Si è interrogato sui motivi del successo del libro?
«Di sicuro, almeno in principio, ha contribuito l’ampia visibilità  mediatica. Franco è stato invitato a partecipare a trasmissioni
televisive molto seguite: ha una presenza fortissima, che trasmette la sua onestà  e il suo amore genuino e positivo per il figlio. Poi sono state tante le ottime recensioni sui giornali. Ma ciò non basta a spiegare il fenomeno. Sul sito della fondazione di Franco, che si occupa di autismo (“I bambini delle fate”), sono arrivate ottomila lettere di ringraziamento. E ogni presentazione è incredibilmente affollata. Ne abbiamo fatte moltissime in giro per l’Italia, e ci sono innumerevoli richieste fino all’intero 2013. Nel libro dunque c’è qualcosa in più…».
Che cosa?
«Franco mi ha coinvolto nella sua narrazione, catturandomi nel profondo. Il lettore sente che lo scrittore sta sulla moto con quel padre e quel figlio. E leggendo si mette a viaggiare insieme a noi. Così alla fine, sulla stessa moto, stanno comode un sacco di persone. E poi Franco ci prova, cerca luce, il che piace alla gente in un momento di crisi come questo. Franco attraversa il dolore con la pila, illuminando là  dove il buio è invincibile e fitto. Non offre consolazioni e riscatti. Raccontare certe cose con lucidità  e coraggio consente a persone che vivono immerse in situazioni familiari terrificanti di avere un attimo d’immaginazione o di speranza».

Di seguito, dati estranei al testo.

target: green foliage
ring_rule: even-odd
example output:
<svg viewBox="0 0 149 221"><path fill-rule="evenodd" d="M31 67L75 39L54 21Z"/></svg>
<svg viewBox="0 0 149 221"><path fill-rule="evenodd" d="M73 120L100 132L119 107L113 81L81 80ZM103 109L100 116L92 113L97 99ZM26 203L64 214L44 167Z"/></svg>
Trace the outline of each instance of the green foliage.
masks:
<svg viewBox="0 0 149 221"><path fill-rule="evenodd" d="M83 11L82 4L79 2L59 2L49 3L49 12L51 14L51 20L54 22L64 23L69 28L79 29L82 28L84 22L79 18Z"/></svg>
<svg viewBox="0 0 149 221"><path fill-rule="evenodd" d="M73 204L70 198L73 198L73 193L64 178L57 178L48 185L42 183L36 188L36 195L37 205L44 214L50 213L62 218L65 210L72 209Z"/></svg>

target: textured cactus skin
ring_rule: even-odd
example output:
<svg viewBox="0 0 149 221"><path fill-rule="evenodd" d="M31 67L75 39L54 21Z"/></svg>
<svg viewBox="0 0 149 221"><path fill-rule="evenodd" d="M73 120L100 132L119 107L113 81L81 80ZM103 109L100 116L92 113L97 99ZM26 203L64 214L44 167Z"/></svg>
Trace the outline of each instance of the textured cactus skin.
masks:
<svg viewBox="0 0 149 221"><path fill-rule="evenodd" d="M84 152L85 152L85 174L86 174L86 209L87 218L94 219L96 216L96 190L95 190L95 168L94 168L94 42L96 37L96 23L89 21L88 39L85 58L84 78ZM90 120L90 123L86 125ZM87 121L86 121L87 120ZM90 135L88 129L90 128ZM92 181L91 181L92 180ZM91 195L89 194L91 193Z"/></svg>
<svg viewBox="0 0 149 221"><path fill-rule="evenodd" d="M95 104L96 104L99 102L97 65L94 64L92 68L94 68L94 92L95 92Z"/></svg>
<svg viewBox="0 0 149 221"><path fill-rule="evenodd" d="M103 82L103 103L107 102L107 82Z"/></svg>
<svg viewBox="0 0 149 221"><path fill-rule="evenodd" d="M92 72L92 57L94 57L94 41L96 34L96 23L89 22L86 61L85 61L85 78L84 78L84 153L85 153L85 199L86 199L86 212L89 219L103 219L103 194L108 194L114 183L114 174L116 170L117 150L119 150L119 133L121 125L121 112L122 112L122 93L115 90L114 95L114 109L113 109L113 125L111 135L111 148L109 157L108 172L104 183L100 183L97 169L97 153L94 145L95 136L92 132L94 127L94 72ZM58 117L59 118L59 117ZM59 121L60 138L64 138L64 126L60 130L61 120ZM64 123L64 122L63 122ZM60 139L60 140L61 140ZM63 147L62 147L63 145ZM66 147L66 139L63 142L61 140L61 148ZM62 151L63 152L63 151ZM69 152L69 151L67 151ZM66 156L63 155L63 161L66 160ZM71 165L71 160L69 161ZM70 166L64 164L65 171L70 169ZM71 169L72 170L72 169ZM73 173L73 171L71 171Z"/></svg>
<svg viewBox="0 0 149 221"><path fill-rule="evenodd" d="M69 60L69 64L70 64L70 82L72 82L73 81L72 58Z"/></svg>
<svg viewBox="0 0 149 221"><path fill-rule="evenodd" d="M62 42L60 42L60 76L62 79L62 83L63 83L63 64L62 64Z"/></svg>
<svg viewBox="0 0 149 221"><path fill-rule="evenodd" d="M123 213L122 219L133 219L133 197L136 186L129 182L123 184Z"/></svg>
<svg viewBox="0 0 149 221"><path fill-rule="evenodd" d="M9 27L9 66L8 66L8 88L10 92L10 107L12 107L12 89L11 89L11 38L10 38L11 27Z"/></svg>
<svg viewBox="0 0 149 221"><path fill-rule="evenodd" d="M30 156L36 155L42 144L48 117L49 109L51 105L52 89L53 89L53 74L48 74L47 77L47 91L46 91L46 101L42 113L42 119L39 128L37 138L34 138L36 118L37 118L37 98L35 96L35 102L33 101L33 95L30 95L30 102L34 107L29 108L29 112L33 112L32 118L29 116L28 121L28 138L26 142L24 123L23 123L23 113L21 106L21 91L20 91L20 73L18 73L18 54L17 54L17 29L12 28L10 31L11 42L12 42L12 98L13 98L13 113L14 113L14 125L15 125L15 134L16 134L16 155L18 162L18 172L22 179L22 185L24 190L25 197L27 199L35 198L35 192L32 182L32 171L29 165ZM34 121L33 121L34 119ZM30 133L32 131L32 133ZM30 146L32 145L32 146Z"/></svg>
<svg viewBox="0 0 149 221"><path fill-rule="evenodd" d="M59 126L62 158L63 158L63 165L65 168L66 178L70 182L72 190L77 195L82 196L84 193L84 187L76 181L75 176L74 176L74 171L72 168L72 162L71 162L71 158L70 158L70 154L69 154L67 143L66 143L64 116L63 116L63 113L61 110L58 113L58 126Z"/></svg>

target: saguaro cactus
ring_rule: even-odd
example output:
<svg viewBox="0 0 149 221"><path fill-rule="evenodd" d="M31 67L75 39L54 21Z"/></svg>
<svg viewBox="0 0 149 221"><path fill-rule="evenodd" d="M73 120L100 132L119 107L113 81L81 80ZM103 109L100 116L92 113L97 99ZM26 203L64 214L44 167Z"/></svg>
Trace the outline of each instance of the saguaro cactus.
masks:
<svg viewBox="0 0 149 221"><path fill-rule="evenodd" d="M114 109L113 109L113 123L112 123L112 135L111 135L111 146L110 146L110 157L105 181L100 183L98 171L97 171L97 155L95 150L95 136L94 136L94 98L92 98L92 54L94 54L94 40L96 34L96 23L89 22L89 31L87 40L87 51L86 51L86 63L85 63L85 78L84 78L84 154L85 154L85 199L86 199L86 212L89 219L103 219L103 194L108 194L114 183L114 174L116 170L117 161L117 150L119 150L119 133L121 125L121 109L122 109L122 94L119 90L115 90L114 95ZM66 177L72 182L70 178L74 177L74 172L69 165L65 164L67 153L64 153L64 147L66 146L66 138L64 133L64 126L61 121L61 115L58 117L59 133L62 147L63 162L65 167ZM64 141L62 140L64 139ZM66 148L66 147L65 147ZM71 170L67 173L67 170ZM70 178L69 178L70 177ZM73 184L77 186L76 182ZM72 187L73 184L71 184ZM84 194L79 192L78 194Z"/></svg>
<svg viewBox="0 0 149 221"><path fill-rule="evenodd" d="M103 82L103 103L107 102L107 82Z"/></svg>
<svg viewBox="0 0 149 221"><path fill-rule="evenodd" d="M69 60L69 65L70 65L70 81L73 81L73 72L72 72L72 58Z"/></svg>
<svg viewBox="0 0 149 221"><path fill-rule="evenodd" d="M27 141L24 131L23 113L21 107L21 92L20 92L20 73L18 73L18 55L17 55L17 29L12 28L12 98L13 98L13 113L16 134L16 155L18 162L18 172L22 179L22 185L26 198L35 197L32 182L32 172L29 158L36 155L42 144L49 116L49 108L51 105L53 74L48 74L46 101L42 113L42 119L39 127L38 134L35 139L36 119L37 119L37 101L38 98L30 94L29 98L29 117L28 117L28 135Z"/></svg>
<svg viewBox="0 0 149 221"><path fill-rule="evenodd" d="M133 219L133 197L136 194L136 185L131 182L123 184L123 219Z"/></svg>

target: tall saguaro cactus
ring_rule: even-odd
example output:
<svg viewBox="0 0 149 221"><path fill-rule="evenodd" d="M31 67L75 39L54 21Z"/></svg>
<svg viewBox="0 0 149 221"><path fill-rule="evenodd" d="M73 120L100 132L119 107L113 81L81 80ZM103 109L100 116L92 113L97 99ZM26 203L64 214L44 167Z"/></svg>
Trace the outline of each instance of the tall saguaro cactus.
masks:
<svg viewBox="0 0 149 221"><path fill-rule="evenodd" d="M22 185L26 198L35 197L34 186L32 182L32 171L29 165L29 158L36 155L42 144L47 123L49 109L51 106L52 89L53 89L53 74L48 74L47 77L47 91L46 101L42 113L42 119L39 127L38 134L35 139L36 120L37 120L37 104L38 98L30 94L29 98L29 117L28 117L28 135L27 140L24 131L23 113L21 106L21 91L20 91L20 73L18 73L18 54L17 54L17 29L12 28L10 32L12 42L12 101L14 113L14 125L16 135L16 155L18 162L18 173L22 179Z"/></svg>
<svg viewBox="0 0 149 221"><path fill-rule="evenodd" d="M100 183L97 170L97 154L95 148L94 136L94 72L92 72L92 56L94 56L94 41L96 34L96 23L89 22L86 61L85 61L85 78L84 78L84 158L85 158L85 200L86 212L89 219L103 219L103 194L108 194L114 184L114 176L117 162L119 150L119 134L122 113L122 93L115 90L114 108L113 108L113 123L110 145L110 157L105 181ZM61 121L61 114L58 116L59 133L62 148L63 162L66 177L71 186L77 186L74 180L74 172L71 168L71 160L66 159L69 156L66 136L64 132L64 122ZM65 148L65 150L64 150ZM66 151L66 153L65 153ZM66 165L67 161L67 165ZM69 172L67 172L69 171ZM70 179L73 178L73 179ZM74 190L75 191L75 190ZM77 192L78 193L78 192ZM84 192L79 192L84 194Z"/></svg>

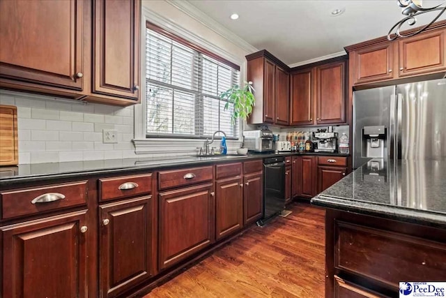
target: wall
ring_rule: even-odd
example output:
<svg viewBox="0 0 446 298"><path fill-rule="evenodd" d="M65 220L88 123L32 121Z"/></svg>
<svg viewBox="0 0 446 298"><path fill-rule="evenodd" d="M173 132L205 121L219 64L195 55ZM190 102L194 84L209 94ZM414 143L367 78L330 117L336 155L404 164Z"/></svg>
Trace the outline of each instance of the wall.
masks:
<svg viewBox="0 0 446 298"><path fill-rule="evenodd" d="M143 6L212 43L238 61L244 61L245 56L254 52L240 47L178 9L176 4L176 1L142 1ZM54 100L52 96L4 90L0 91L0 104L17 107L20 164L136 157L148 159L178 155L171 153L175 143L165 145L165 151L170 154L159 153L163 151L159 146L156 154L135 154L132 141L134 137L134 106L123 108L93 103L84 105L74 100ZM102 143L102 129L116 129L118 142ZM202 145L202 140L197 142ZM229 142L228 145L230 153L240 147L238 142ZM187 150L190 151L183 151L182 154L194 154L192 148L195 146L190 147Z"/></svg>

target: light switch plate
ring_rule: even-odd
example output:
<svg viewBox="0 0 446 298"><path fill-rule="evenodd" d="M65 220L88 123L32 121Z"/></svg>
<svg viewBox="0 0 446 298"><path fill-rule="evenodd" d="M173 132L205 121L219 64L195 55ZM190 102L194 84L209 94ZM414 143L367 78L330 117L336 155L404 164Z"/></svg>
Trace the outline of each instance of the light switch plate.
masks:
<svg viewBox="0 0 446 298"><path fill-rule="evenodd" d="M117 143L118 131L116 131L116 129L103 129L102 142L104 144Z"/></svg>

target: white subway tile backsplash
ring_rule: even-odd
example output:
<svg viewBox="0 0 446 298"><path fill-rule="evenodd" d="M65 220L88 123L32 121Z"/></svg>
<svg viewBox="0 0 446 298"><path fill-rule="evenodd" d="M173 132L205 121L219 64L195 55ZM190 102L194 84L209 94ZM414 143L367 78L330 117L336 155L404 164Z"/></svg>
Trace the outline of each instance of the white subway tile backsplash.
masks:
<svg viewBox="0 0 446 298"><path fill-rule="evenodd" d="M61 141L83 141L84 133L79 131L59 131L59 139Z"/></svg>
<svg viewBox="0 0 446 298"><path fill-rule="evenodd" d="M72 142L71 144L72 151L94 150L93 142Z"/></svg>
<svg viewBox="0 0 446 298"><path fill-rule="evenodd" d="M42 119L31 119L19 117L17 119L18 129L45 129L47 128L47 122Z"/></svg>
<svg viewBox="0 0 446 298"><path fill-rule="evenodd" d="M71 122L47 120L47 131L71 131Z"/></svg>
<svg viewBox="0 0 446 298"><path fill-rule="evenodd" d="M31 109L31 117L33 119L59 120L59 111L33 107Z"/></svg>
<svg viewBox="0 0 446 298"><path fill-rule="evenodd" d="M71 142L47 142L47 151L72 151Z"/></svg>
<svg viewBox="0 0 446 298"><path fill-rule="evenodd" d="M102 140L102 133L84 133L84 140L90 142L100 142Z"/></svg>
<svg viewBox="0 0 446 298"><path fill-rule="evenodd" d="M57 163L59 152L31 152L31 163Z"/></svg>
<svg viewBox="0 0 446 298"><path fill-rule="evenodd" d="M73 122L73 131L94 131L94 125L92 123Z"/></svg>
<svg viewBox="0 0 446 298"><path fill-rule="evenodd" d="M84 122L104 123L104 115L98 115L96 114L84 114Z"/></svg>
<svg viewBox="0 0 446 298"><path fill-rule="evenodd" d="M43 152L45 151L45 142L19 141L21 152Z"/></svg>
<svg viewBox="0 0 446 298"><path fill-rule="evenodd" d="M71 111L61 111L59 117L63 121L74 121L82 122L84 121L84 113Z"/></svg>
<svg viewBox="0 0 446 298"><path fill-rule="evenodd" d="M104 151L84 151L84 161L98 161L104 159Z"/></svg>
<svg viewBox="0 0 446 298"><path fill-rule="evenodd" d="M19 140L20 140L20 137ZM33 141L58 141L59 131L31 131L31 140Z"/></svg>
<svg viewBox="0 0 446 298"><path fill-rule="evenodd" d="M61 163L66 161L82 161L84 156L84 153L82 151L67 151L59 152L59 161Z"/></svg>

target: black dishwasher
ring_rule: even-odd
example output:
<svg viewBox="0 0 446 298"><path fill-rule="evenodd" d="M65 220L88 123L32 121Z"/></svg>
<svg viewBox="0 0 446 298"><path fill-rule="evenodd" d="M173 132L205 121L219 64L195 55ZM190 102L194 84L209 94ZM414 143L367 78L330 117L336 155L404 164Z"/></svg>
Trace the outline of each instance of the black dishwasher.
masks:
<svg viewBox="0 0 446 298"><path fill-rule="evenodd" d="M263 159L263 216L258 225L285 209L285 158Z"/></svg>

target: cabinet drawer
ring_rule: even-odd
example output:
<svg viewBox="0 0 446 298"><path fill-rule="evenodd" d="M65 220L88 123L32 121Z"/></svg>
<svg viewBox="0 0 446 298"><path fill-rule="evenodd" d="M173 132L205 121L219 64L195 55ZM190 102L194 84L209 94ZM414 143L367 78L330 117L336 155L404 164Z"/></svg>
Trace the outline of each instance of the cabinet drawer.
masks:
<svg viewBox="0 0 446 298"><path fill-rule="evenodd" d="M3 191L3 218L86 204L86 181Z"/></svg>
<svg viewBox="0 0 446 298"><path fill-rule="evenodd" d="M167 189L212 180L213 167L192 167L158 173L159 188Z"/></svg>
<svg viewBox="0 0 446 298"><path fill-rule="evenodd" d="M335 231L339 269L394 290L401 281L446 281L445 243L341 221L336 221Z"/></svg>
<svg viewBox="0 0 446 298"><path fill-rule="evenodd" d="M243 163L243 174L262 172L263 170L263 161L261 159L256 161L245 161Z"/></svg>
<svg viewBox="0 0 446 298"><path fill-rule="evenodd" d="M152 174L99 179L99 200L107 201L152 192Z"/></svg>
<svg viewBox="0 0 446 298"><path fill-rule="evenodd" d="M318 156L318 164L319 165L333 165L335 167L346 167L347 158L338 156Z"/></svg>
<svg viewBox="0 0 446 298"><path fill-rule="evenodd" d="M242 163L215 165L215 179L233 177L242 174Z"/></svg>

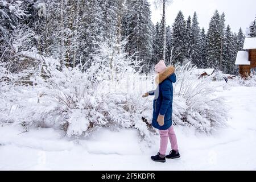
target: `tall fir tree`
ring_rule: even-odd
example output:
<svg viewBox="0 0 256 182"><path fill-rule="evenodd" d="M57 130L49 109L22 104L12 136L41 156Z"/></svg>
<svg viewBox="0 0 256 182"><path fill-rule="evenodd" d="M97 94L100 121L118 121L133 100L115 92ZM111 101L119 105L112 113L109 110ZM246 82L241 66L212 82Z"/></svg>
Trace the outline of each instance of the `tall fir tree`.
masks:
<svg viewBox="0 0 256 182"><path fill-rule="evenodd" d="M170 26L166 27L166 62L168 64L171 64L172 61L172 33Z"/></svg>
<svg viewBox="0 0 256 182"><path fill-rule="evenodd" d="M189 61L191 60L191 51L192 49L192 39L193 34L191 27L191 17L188 16L186 23L186 31L185 31L186 38L186 59Z"/></svg>
<svg viewBox="0 0 256 182"><path fill-rule="evenodd" d="M224 17L222 14L221 18L218 11L215 11L210 20L207 36L207 56L205 65L218 70L222 69Z"/></svg>
<svg viewBox="0 0 256 182"><path fill-rule="evenodd" d="M156 64L163 57L163 39L162 28L157 22L154 31L152 63Z"/></svg>
<svg viewBox="0 0 256 182"><path fill-rule="evenodd" d="M249 37L256 38L256 19L254 19L254 20L251 22L249 27L249 31L250 32L248 35Z"/></svg>
<svg viewBox="0 0 256 182"><path fill-rule="evenodd" d="M224 73L232 74L234 72L233 57L234 54L236 53L235 44L236 43L234 42L233 36L229 25L227 26L225 32L224 43L222 70Z"/></svg>
<svg viewBox="0 0 256 182"><path fill-rule="evenodd" d="M172 26L174 64L182 64L186 57L186 22L180 11Z"/></svg>
<svg viewBox="0 0 256 182"><path fill-rule="evenodd" d="M201 40L201 53L200 53L200 59L201 59L201 65L199 67L200 68L207 68L208 65L207 64L207 35L205 34L205 30L204 28L202 28L200 32L200 40Z"/></svg>
<svg viewBox="0 0 256 182"><path fill-rule="evenodd" d="M243 47L243 43L245 42L245 35L242 30L242 28L239 29L238 34L237 34L237 41L238 43L238 51L242 51Z"/></svg>
<svg viewBox="0 0 256 182"><path fill-rule="evenodd" d="M153 44L150 5L147 0L133 0L128 10L127 51L134 59L144 60L149 69Z"/></svg>
<svg viewBox="0 0 256 182"><path fill-rule="evenodd" d="M205 33L204 32L204 34ZM195 12L193 16L192 24L192 41L191 41L191 57L192 62L198 68L201 68L202 62L201 53L202 52L202 47L204 46L200 38L200 29L199 23L197 20L197 15Z"/></svg>

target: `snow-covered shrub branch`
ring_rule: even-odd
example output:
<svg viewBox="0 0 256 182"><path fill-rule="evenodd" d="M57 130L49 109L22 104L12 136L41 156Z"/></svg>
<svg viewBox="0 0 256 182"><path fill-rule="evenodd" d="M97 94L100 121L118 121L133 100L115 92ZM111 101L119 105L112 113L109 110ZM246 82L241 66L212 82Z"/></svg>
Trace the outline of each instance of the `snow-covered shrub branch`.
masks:
<svg viewBox="0 0 256 182"><path fill-rule="evenodd" d="M251 73L246 78L236 76L233 79L229 80L228 85L229 86L256 86L256 73Z"/></svg>
<svg viewBox="0 0 256 182"><path fill-rule="evenodd" d="M176 68L174 121L179 124L192 125L200 131L209 133L217 127L225 126L227 108L223 100L214 95L216 89L211 85L212 78L199 79L193 74L195 69L190 63ZM176 101L185 102L185 105Z"/></svg>

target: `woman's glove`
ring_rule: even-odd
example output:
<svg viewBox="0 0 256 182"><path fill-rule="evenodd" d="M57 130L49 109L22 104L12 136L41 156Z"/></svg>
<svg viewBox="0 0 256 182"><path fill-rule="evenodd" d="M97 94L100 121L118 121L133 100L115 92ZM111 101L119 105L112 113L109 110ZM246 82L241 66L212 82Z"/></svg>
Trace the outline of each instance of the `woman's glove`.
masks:
<svg viewBox="0 0 256 182"><path fill-rule="evenodd" d="M143 98L147 97L148 97L148 96L149 96L149 93L148 93L148 92L147 92L146 93L145 93L144 95L142 96L142 97Z"/></svg>
<svg viewBox="0 0 256 182"><path fill-rule="evenodd" d="M158 115L158 119L156 121L160 126L163 126L164 125L164 115L162 115L160 114Z"/></svg>

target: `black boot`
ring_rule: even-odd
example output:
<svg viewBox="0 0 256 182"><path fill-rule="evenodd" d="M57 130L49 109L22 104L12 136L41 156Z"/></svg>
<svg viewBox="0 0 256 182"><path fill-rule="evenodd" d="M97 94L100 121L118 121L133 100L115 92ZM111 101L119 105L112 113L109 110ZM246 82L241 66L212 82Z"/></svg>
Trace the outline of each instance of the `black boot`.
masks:
<svg viewBox="0 0 256 182"><path fill-rule="evenodd" d="M166 156L160 154L159 152L156 156L151 156L151 159L155 162L160 162L162 163L166 162Z"/></svg>
<svg viewBox="0 0 256 182"><path fill-rule="evenodd" d="M172 150L170 152L170 154L166 157L167 159L176 159L180 158L180 155L178 151Z"/></svg>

Andrea si è reso conto di quel che sta rappresentando il libro che lei gli ha dedicato?
«Difficile relazionarsi con Andrea. Ha modalità  di comunicazione particolari. Assiste a qualche presentazione. Osserva. Ascolta tranquillo. Pare diventato più sicuro, più uomo, più fiducioso in se stesso. Gli chiedi: Andrea, come va la vita? Risponde: un po’ sì. Oppure: il mondo è bello. E’ sempre esatto, creativo e ottimista nelle sue risposte».